PLAN: Variance-Aware Private Mean Estimation
Martin Aumüller, Christian Janos Lebeda, Boel Nelson, Rasmus Pagh
TL;DR
PLAN (Private Limit Adapted Noise) addresses the challenge of differentially private mean estimation in high dimensions by exploiting structure in the coordinate-wise variances. It adaptively shapes noise via a coordinate-wise scaling by $\hat{\boldsymbol{\sigma}}^{-1/(p+2)}$, privately estimates a clipping threshold through PrivQuantile, and combines clipping with Gaussian noise to achieve error that scales with $\|\boldsymbol{\sigma}\|_1$ (for $\ell_2$) under $\boldsymbol{\sigma}$-well concentrated distributions. The analysis decomposes the utility into the bias from private centering, clipping error, and noise, yielding bounds such as $\mathbb{E}[\|\tilde{\boldsymbol{\mu}}-\boldsymbol{\mu}\|_2^2] = \tilde{O}(1 + \|\boldsymbol{\sigma}\|_2/\sqrt{n} + \|\boldsymbol{\sigma}\|_1/(n\sqrt{\rho}))$ and a general $\ell_p$ analogue, while remaining competitive even without precise variance estimates.
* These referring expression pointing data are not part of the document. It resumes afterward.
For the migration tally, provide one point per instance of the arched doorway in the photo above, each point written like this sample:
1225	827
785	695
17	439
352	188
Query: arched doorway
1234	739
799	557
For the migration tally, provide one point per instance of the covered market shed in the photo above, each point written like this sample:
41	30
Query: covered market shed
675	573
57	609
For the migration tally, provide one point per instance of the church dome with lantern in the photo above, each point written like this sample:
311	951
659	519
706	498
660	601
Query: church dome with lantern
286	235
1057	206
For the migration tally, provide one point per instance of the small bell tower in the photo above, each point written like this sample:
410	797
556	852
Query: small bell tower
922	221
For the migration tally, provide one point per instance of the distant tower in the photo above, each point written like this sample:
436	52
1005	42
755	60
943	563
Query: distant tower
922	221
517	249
Empirically, PLAN shows improvements over state-of-the-art methods in skewed-variance regimes on both synthetic and real datasets, while remaining robust in less skewed scenarios. The work provides a practical, data-aware alternative to worst-case private mean estimation, with guidance for variance estimation, clipping budgets, and practical parameter choices.
Abstract
Differentially private mean estimation is an important building block in privacy-preserving algorithms for data analysis and machine learning. Though the trade-off between privacy and utility is well understood in the worst case, many datasets exhibit structure that could potentially be exploited to yield better algorithms. In this paper we present $\textit{Private Limit Adapted Noise}$ (PLAN), a family of differentially private algorithms for mean estimation in the setting where inputs are independently sampled from a distribution $\mathcal{D}$ over $\mathbf{R}^d$, with coordinate-wise standard deviations $\boldsymbolσ \in \mathbf{R}^d$. Similar to mean estimation under Mahalanobis distance, PLAN tailors the shape of the noise to the shape of the data, but unlike previous algorithms the privacy budget is spent non-uniformly over the coordinates. Under a concentration assumption on $\mathcal{D}$, we show how to exploit skew in the vector $\boldsymbolσ$, obtaining a (zero-concentrated) differentially private mean estimate with $\ell_2$ error proportional to $\|\boldsymbolσ\|_1$. Previous work has either not taken $\boldsymbolσ$ into account, or measured error in Mahalanobis distance $\unicode{x2013}$ in both cases resulting in $\ell_2$ error proportional to $\sqrt{d}\|\boldsymbolσ\|_2$, which can be up to a factor $\sqrt{d}$ larger. To verify the effectiveness of PLAN, we empirically evaluate accuracy on both synthetic and real world data.